Logistic Regression slightly outperformed Random Forest in Precision, F1, and AUC, indicating more balanced overall performance. Random Forest, however, achieved higher Recall, meaning it can identify more actual returned orders, but at the cost of more false positives. Overall, Logistic Regression can be considered the better classification model in this project, but the AUC values of both models are only slightly above 0.5, indicating weak ability to distinguish between returned and non-returned orders.

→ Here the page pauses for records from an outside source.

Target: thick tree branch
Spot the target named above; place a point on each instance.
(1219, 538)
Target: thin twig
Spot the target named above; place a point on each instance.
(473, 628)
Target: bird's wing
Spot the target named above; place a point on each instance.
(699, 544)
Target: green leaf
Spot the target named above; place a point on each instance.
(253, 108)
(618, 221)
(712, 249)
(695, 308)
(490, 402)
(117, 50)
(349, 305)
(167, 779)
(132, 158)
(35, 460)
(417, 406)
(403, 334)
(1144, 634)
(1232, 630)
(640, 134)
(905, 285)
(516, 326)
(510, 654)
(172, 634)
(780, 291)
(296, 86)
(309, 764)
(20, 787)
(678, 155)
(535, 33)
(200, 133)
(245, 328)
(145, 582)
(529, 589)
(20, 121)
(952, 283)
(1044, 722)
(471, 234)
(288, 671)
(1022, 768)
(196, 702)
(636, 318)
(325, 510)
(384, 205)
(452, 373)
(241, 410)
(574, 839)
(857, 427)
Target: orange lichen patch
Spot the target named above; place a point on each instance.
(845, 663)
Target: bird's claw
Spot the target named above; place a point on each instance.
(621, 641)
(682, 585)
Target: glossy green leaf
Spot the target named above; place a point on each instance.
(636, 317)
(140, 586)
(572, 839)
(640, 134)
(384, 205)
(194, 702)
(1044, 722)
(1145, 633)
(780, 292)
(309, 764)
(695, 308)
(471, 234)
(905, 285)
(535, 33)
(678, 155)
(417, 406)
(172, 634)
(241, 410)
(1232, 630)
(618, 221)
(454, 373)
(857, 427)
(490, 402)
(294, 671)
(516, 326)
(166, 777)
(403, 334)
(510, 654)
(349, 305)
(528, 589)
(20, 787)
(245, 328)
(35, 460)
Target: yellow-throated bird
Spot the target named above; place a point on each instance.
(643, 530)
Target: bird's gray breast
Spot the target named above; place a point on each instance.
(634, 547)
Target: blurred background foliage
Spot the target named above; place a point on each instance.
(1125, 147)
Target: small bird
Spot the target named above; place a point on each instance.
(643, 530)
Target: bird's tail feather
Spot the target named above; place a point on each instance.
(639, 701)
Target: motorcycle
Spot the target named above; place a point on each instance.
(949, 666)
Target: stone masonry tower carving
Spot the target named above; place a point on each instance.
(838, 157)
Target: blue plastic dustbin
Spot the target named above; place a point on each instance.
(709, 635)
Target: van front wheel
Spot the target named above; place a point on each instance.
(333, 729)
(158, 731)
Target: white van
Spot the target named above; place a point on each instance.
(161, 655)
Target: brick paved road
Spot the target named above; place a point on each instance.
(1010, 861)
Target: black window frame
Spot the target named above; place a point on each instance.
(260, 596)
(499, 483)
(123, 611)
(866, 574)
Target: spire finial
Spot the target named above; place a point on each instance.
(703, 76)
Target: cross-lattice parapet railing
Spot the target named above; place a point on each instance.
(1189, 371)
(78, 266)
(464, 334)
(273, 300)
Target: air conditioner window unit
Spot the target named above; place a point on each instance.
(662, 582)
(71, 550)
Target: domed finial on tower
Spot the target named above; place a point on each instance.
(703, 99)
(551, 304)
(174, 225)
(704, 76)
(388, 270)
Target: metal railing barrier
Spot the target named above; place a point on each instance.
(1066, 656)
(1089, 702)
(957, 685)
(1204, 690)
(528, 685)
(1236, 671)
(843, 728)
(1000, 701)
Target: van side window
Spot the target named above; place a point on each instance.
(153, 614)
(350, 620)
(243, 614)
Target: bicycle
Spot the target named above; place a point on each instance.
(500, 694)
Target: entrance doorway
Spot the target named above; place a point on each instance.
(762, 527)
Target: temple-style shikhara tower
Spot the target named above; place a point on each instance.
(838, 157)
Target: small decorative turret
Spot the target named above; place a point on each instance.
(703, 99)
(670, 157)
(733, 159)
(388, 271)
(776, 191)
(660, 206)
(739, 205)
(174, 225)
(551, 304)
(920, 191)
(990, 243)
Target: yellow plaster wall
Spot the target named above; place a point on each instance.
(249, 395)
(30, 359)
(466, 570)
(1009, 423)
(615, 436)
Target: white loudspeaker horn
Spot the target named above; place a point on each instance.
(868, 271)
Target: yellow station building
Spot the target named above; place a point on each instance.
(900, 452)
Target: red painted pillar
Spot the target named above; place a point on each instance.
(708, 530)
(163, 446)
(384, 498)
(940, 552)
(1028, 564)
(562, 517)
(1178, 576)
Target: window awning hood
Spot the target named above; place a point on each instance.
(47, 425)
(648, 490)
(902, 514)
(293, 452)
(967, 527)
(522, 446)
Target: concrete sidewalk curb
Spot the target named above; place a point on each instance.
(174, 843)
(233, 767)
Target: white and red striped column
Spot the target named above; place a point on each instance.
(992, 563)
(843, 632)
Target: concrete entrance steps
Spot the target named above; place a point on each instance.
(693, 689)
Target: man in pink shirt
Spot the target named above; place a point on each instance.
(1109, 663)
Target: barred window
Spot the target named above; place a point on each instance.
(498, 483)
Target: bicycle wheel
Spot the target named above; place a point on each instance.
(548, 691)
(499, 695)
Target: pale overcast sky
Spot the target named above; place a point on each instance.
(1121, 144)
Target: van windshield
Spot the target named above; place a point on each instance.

The limited model performance may be attributed to two main factors: 1. The proportion of returned orders is low, leading to a clear class imbalance issue, making the model more likely to predict “non-return”. 2. Return behavior is typically influenced by factors such as product quality, size fit, customer expectations, and after-sales experience, which are not included in the current dataset. Nevertheless, delivery days, discount percentage, customer rating, and product category still show some association with return behavior, providing valuable insights for return management.

9.2 Regression Discussion

The regression results similarly show that both models have limited predictive ability for order quantity. Linear Regression slightly outperformed Random Forest in RMSE, MAE, and , and can therefore be considered the better regression model in this project. However, the R² values of both models are close to zero, indicating that the available features can hardly explain the variation in order quantity. Additionally, the RMSE and MAE values suggest relatively high average prediction errors, making the predictive results less practical.

An important reason for this outcome is that the current data lacks key features closely related to purchase quantity, such as marketing activities, customer loyalty, inventory status, competitor pricing, and seasonal demand. Therefore, the existing variables cannot adequately capture the true drivers of order quantity. Despite the limited predictive performance, variables such as product category, discount percentage, price, and region still provide some business insights that can support inventory management and promotion strategy optimization.

9.3 Recommendations

9.3.1 Reducing Return Rate

  1. Shorten delivery time
  2. Provide accurate product descriptions and size guides
  3. Avoid excessive discounts (to prevent impulse purchases followed by returns)
  4. Monitor the quality of product categories with high return rates

9.3.2 Increasing Sales Quantity

  1. Pay attention to performance differences across product categories
  2. Allocate inventory based on regional demand patterns
  3. Leverage seasonal trends

9.3.3 Data Collection Recommendations

  1. Record return reasons
  2. Track customer browsing time on product pages
  3. Collect customer historical purchase behavior
  4. Monitor competitor pricing

9.4 Overall Conclusion and Final Statement

This project completed two machine learning tasks based on an e-commerce dataset: return behavior prediction (classification) and order quantity prediction (regression).

  • For the classification task: Logistic Regression performed slightly better than Random Forest, but both models showed weak discriminative ability.
  • For the regression task: Linear Regression performed slightly better than Random Forest, but both models had very limited explanatory power.

This indicates that the features in the current dataset are insufficient for accurate prediction of return behavior and order quantity.

Nevertheless, this project still holds analytical value. The results of data cleaning, exploratory analysis, and model comparison indicate that factors such as delivery days, discount percentage, customer rating, product category, price, and region are associated with business outcomes.

Based on these findings, businesses may consider optimizing delivery efficiency, adjusting promotion strategies, strengthening quality management for high-return categories, and collecting richer customer behavior and product information in the future. Overall, even with limited predictive performance, a complete data science analytical process can still provide meaningful support for business decision-making.